Across the country, public swimming pools were racially desegregated after World War II, but that was met with widespread opposition from whites that again exposed their social prejudices. Southern cities typically shut down their public pools rather than allow mixed-race swimming. In the North, whites generally abandoned pools that became accessible to blacks and retreated to ones located in thoroughly white neighborhoods or established private club pools, where racial discrimination was still legal.

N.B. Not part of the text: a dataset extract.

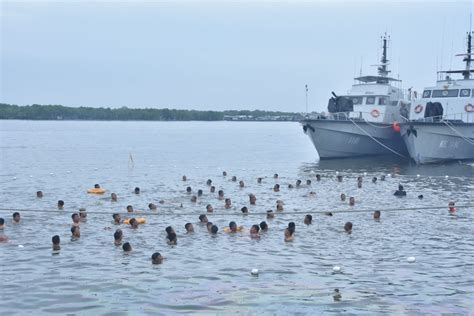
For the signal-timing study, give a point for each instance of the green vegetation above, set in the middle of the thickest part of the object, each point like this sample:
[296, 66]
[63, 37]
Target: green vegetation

Warren, Ohio, for example, was forced by a pending court order to desegregate its municipal pool in 1948. The local newspaper covered the first day of interracial swimming by printing a front-page photo showing a dozen children waiting to enter. The last two children in line were black; the caption read: “Last one in the water is a monkey.” The racial antipathy expressed in the newspaper was shared by many local whites, who stopped using the pool when they realized black residents intended to use it. Similarly, in 1962, several years after Pittsburgh’s municipal pools were desegregated, a sign posted outside a city pool still used exclusively by whites read “No dogs or niggers allowed.” Public pools were racially desegregated, but that did not mean blacks and whites started swimming together.
Even today, there are examples that things haven’t changed that much. In 2009, 65 black and Latino campers from the Creative Steps day camp in North Philadelphia arrived at the Valley Swim Club in suburban Montgomery County to play for an hour and a half. Camp director Althea Wright had paid the private club $1,950 to use the facility Monday afternoons throughout the summer. As the campers entered the water, some club members reportedly pulled their children from the pool and wondered aloud what all these black and Latino kids were doing there. A few days later, the Valley Swim Club canceled the lease agreement. When pressed to explain, the club president stated, “there was concern [among the members] that a lot of kids would change the complexion … and the atmosphere of the club.”
We do not see this type of behavior in other public spaces such as parks. Why do swimming pools bring out the worst in people?
Part of the answer has to do with the uniqueness of swimming pools as physical spaces. They are visually and socially intimate. Swimmers gaze upon one another’s nearly naked bodies, lie in the sun next to one another, navigate through crowded water and flirt. This type of contact and interaction piques social anxieties and exposes the lack of trust and understanding between people of different social classes.
Swimming pools have also been intensely contested because they are places at which people build community and define the social boundaries of community life. Swimming pools are primary summertime gathering places, where many people come together (often for several hours), socialize, and share a common space. Swimming with others in a pool means accepting them as part of the same community precisely because the interaction is so intimate and sociable. Conversely, excluding someone or some group from a pool effectively defines them as social others—as excluded from the community.
For these reasons, swimming pools serve as useful barometers of social relations. If we as a nation want to know how we relate to one another across social lines, how we structure our communities socially, and how we think about people who are socially different from ourselves, just look at our swimming pools. The answer will be obvious.